El resto del día no cesaron de parar carruajes a la puerta del consejero. Todos los frondistas dejaron su nombre en casa de Broussel.

—¡Qué gran triunfo, padre! —dijo el joven, que no comprendiendo el verdadero móvil que llevaba a su casa todos aquellos personajes, creía sinceras sus manifestaciones de cariño.

—¡Ah, amigo Santiago! —dijo Broussel—, mucho me temo pagarlo caro. Harto será que Mazarino no me tome en cuenta el mal rato que hoy le he dado.

Friquet volvió a medianoche sin haber podido hallar un médico.

Capítulo XXX
Preparativos para la entrevista de cuatro amigos

—¿Qué tal? —dijo Porthos, sentado en el patio de la fonda de la Chevrette, a D’Artagnan, que regresaba del palacio del cardenal con rostro serio y meditabundo—. ¿Qué tal os ha recibido, amigo D’Artagnan?

—Mal. Está visto que ese hombre es un necio. ¿Qué coméis, Porthos?

—Un bizcocho mojado en vino de España. Acompañadme.

—Con mucho gusto. Gimblou, trae un vaso.

El criado designado por tan armonioso nombre llevó el vaso, y D’Artagnan se sentó junto a su amigo.

—¿Qué ha pasado?

—¡Cáscaras! No había más que un modo de decirlo; entré, me miró de reojo, me encogí de hombros, y le dije:

«—Monseñor, hemos perdido el pleito.

»—Sí, sí, ya lo sé; contadme los detalles».

—Ya comprendéis Porthos, que no podía referir los detalles sin nombrar a nuestros amigos, y nombrándolos los habría perdido.

—¡Diablo!

«—Monseñor —le dije—, eran cincuenta, y nosotros éramos dos.

»—Sí, pero con todo —respondió— se han disparado algunos pistoletazos, según me han asegurado.

»—Es cierto que por ambas partes se ha quemado un poco de pólvora.

»—¿Y las espadas salieron a la luz? —añadió.

»—Salieron a tinieblas, señor —le contesté.

»—¡Oiga! —continuó el cardenal—. Yo creía que erais gascón, querido.

»—No soy gascón más que cuando me salen bien las cosas, señor».

—Esta respuesta le agradó, porque se echó a reír.

«—Eso me enseñará —dijo— a dar mejores caballos a mis guardias, pues si os hubieran podido seguir, y cada uno hubiera hecho lo que vos y vuestro amigo, hubierais cumplido vuestra palabra de traerle muerto o vivo».

—Pues a mí no me parece tan mal eso —repuso Porthos.

—No consiste en las palabras, amigo, sino en el modo. ¡Válgate Dios, y como se empapan en vino estos bizcochos! Parecen esponjas, Gimblou, otra botella.

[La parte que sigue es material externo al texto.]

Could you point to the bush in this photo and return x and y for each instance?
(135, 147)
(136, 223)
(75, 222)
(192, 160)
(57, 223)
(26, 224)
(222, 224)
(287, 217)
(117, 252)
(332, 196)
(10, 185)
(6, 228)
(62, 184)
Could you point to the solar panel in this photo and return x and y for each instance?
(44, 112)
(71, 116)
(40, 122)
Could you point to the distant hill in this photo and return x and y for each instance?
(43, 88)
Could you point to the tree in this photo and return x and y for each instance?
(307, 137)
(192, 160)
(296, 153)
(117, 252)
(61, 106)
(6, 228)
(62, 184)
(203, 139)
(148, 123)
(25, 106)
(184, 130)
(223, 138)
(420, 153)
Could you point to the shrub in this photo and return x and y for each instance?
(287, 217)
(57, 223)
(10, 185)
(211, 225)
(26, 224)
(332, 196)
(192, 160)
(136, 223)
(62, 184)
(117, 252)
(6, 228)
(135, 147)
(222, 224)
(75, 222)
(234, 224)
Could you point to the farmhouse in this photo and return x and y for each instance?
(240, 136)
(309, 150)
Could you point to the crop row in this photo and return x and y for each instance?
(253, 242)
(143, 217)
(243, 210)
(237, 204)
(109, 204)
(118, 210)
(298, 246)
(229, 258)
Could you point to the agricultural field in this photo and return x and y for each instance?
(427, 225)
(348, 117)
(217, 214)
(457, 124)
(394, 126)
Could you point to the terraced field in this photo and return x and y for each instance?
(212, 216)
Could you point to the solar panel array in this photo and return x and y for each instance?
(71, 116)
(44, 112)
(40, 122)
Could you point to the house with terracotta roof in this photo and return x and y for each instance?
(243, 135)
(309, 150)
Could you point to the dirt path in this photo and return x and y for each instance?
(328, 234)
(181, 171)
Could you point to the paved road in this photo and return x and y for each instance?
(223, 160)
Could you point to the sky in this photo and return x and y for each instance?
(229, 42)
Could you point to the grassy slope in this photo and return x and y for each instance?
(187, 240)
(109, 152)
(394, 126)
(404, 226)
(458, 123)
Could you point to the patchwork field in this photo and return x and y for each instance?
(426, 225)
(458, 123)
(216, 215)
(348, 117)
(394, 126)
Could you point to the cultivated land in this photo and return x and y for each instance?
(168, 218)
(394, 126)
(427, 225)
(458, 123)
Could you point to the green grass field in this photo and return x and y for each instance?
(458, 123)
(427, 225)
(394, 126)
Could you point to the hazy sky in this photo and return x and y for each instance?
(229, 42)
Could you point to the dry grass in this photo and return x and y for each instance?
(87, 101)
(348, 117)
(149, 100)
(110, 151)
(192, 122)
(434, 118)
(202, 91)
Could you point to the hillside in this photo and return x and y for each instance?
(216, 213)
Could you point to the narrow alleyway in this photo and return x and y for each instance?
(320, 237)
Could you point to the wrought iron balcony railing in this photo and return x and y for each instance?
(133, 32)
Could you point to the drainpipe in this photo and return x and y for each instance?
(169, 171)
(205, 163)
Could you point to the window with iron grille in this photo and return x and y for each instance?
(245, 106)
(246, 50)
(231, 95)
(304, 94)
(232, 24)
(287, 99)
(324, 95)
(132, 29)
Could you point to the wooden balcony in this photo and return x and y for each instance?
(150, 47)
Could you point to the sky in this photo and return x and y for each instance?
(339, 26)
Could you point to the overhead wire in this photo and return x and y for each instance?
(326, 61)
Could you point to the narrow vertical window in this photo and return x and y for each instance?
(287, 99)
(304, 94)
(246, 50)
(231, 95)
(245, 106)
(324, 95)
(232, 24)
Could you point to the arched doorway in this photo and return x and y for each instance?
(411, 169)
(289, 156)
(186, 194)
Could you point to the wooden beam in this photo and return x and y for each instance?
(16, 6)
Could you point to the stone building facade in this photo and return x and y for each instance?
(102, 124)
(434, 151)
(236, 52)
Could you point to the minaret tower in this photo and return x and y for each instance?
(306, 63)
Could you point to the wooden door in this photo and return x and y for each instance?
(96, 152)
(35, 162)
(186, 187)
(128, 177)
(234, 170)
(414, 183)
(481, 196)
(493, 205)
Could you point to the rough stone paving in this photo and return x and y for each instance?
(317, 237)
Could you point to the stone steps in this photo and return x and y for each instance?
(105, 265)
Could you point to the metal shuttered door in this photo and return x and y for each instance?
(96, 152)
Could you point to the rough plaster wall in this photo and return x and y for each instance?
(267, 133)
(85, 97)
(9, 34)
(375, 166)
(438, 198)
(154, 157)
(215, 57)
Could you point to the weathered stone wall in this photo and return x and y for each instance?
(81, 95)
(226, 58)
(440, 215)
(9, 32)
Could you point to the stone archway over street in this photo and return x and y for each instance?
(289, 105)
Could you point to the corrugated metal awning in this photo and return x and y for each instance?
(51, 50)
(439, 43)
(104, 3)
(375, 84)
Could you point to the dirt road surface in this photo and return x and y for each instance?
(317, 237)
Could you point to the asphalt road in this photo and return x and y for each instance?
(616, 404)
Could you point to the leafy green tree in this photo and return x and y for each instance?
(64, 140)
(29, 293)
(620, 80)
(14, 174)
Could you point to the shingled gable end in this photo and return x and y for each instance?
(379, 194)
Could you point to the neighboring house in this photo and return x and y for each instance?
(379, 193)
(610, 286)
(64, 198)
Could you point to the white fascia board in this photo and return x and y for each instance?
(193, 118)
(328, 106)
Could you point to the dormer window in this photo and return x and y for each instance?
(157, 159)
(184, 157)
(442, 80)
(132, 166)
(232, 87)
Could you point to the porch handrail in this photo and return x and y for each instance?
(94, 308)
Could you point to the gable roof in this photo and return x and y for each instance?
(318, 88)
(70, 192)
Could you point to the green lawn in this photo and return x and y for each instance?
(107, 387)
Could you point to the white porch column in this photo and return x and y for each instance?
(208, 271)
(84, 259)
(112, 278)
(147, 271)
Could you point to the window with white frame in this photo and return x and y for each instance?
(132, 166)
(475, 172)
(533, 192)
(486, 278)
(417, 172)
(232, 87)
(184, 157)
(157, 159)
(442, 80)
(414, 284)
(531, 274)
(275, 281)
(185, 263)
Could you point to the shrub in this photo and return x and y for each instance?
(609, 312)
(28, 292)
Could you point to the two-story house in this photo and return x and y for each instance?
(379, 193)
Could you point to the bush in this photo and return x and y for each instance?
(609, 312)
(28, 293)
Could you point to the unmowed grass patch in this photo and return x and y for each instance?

Cumplióse esta orden con una presteza que demostraba el alto grado de consideración de que gozaba D’Artagnan en el establecimiento. Continuó diciendo:

—Ya me retiraba, cuando me llamó y me preguntó:

«—Parece que habéis perdido tres caballos.

»—Sí, señor.

»—¿Cuánto valían?».

—Vamos —interrumpió Porthos—, que ese es un buen rasgo.

—Mil doblones —le respondí.

—¡Mil doblones! —dijo Porthos—. ¡Oh!, ¡oh! Es mucho: si entiende de caballos habrá regateado.

—Buenas ganas se le pasaron de hacerlo, pues dio un brinco en su silla y me miró. Yo también le miré; entonces me entendió y abriendo un armario, sacó algunos billetes del Banco de Lyon.